Blood Rites By Jim Butcher
I’m a slacker. I know. Not only have I not been posting, but I have not been reading. I barely have the energy to pick up books and read a page. But there are reasons for my absence. Here is why:
1) I FINALLY FINISHED MY THESIS! I turned it in and defended it! Last Thursday! My whole body feels the lightening of the stress. It was as if I had weights dangling off of me, and they turned into birds and flew away. I’M DONE!!
2) My adviser and I had a talk. I decided NOT to continue on with comprehensive exams and dissertation. Meaning, No Dr. Kwon. It was a hard and easy decision at the same time. Hard because I felt like a quitter. By not finishing it, was I saying, “I know I’m not smart enough, so I quit.” Am I failure? But my adviser told me “You are brilliant, but I don’t think you want to do this.” And he was right. I was not motivated to finish. Research was NOT a direction I wanted to go. And hearing someone who is 10 times smarter than me say that I’m smart was a huge ego boost. In the end I realized, I wasn’t quitting, but I was starting something new.
3) Travels, visits, holidays. This is just a busy time of year. Just went to Chicago, sister coming for thanksgiving, and in a few weeks going home for the holidays. There is no break. It’s cleaning, packing, unpacking, cleaning, and the circle goes on.
4) I got off my depression meds. Completely. Bye bye Welbutrin XL! I went cold turkey, too.

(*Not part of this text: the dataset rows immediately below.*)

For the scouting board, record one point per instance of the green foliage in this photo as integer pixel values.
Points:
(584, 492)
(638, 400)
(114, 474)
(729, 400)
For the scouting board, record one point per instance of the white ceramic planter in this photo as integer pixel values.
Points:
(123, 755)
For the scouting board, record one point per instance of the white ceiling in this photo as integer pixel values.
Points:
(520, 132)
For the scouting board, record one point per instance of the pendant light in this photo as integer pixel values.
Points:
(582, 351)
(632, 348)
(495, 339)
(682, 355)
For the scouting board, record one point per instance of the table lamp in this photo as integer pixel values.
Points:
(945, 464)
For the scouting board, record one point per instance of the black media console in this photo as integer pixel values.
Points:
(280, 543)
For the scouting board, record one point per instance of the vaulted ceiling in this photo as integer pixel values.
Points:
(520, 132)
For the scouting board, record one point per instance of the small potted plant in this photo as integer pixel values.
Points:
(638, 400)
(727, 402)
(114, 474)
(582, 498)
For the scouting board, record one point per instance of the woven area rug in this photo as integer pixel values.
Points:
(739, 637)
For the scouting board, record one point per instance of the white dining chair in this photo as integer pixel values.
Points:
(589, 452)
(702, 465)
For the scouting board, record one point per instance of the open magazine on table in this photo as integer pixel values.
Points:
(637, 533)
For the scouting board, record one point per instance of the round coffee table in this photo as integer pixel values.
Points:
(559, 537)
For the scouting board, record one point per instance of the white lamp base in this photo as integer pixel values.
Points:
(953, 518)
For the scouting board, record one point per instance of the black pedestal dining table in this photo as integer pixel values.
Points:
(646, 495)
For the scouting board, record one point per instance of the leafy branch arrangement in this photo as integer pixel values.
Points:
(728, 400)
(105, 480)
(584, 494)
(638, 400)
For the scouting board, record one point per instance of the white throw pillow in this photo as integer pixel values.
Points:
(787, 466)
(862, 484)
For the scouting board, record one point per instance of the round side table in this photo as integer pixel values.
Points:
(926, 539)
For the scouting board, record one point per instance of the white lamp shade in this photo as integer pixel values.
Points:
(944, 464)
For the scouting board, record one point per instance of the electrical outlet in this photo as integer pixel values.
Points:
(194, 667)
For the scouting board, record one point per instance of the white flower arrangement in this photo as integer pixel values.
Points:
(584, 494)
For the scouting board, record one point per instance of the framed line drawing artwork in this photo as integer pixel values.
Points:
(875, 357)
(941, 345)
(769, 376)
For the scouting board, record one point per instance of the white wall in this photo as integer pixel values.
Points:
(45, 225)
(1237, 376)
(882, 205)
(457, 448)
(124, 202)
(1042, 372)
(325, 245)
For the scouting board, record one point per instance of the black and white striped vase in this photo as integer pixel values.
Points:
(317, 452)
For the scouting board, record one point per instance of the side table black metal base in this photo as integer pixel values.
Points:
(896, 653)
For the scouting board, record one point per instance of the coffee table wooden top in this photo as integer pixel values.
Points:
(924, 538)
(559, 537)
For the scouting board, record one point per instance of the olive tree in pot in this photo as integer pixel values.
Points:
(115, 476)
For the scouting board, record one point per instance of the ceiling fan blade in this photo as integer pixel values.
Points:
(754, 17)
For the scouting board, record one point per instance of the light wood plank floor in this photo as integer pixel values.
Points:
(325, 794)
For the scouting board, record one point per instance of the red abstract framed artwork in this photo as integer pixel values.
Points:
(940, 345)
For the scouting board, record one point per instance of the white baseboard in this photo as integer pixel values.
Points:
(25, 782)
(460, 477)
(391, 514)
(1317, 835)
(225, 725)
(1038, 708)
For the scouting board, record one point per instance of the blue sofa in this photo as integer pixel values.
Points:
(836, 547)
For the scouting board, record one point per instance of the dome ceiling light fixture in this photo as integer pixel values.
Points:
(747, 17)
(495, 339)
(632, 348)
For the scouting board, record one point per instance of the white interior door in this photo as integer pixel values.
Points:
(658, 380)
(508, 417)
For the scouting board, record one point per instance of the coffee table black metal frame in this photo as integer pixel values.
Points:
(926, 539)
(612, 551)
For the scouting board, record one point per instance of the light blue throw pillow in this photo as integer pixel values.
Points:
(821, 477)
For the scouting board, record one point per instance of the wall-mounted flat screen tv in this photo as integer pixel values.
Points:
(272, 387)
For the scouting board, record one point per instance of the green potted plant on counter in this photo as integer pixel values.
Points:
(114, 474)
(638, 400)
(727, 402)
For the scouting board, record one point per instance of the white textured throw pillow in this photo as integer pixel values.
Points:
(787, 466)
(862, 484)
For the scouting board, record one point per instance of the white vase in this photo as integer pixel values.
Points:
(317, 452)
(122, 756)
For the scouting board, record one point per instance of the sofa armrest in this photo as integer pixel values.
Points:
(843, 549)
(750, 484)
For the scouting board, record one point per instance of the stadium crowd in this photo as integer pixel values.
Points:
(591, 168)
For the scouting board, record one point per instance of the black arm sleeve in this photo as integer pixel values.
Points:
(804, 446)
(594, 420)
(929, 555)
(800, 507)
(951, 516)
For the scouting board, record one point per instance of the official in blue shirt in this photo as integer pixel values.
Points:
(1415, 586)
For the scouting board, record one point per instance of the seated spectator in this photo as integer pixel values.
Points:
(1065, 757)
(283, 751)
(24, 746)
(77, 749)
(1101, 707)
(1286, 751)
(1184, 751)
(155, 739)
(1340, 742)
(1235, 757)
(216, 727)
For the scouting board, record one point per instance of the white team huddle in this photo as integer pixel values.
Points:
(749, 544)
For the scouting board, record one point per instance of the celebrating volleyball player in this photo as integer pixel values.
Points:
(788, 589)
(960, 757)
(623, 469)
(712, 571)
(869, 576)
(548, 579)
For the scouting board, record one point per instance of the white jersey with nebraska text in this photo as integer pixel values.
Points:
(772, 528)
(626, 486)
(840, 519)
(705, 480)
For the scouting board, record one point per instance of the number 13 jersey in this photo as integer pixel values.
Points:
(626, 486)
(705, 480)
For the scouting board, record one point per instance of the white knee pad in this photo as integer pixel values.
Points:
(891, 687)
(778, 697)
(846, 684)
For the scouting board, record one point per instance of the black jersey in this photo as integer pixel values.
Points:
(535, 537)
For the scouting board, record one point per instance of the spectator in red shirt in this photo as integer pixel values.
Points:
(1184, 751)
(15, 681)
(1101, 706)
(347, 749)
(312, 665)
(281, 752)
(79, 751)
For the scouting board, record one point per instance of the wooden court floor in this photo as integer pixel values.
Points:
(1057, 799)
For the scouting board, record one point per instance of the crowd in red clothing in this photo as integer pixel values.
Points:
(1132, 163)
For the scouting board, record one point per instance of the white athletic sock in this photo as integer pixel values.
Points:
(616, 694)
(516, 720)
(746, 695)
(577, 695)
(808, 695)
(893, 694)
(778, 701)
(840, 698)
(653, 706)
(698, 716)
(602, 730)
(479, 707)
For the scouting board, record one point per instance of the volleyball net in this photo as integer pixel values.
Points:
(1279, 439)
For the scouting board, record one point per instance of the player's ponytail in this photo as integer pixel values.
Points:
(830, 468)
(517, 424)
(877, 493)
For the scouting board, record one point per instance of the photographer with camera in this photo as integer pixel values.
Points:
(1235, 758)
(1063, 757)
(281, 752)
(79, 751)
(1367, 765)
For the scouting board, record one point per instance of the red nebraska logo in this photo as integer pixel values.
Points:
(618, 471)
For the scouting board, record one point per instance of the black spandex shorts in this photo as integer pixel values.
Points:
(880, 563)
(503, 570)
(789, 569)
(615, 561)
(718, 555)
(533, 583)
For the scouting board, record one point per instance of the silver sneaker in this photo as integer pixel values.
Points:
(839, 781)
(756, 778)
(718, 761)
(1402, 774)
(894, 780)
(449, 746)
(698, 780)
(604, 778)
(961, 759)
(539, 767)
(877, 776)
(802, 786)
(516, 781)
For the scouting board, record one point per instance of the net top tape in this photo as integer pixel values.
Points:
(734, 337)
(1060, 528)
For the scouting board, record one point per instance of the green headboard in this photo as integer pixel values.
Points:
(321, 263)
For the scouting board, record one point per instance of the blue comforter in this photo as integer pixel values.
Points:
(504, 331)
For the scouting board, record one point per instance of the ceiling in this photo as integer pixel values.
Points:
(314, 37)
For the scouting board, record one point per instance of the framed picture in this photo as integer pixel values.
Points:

It has been nearly two weeks, so far I am still sane. No breakdowns, no tears, and no suicidal thoughts. Life is good! I have had no negative triggers lately, so there has been no tests. We’ll see what happens when I run into negative triggers.
5) The husband and I decided we needed more space. We are moving sometime in April of next year. So we are sorting through stuff, getting rid of things, etc. etc. He has been doing most of the work. He’s such a trooper. ❤
There is one major life change I have not mentioned yet. However, it will take a long post just to talk about this one item, so I’ll post about that later. As if finishing your master’s, getting off of depression meds and moving isn’t enough of a life change 😛
As for plans, I hope over the next few weeks I can settle down and read more and review more. I have huge backlog for NetGalley and Edelweiss. They will be a priority for reviews, so my regular reads may or may not get reviews. Sorry for that! But I hope to get back to my creative writing, also.
For a long time, life froze me from moving forward. I was stuck. Now after all that hard work and a few laughs later–I’m finally moving to Act 2!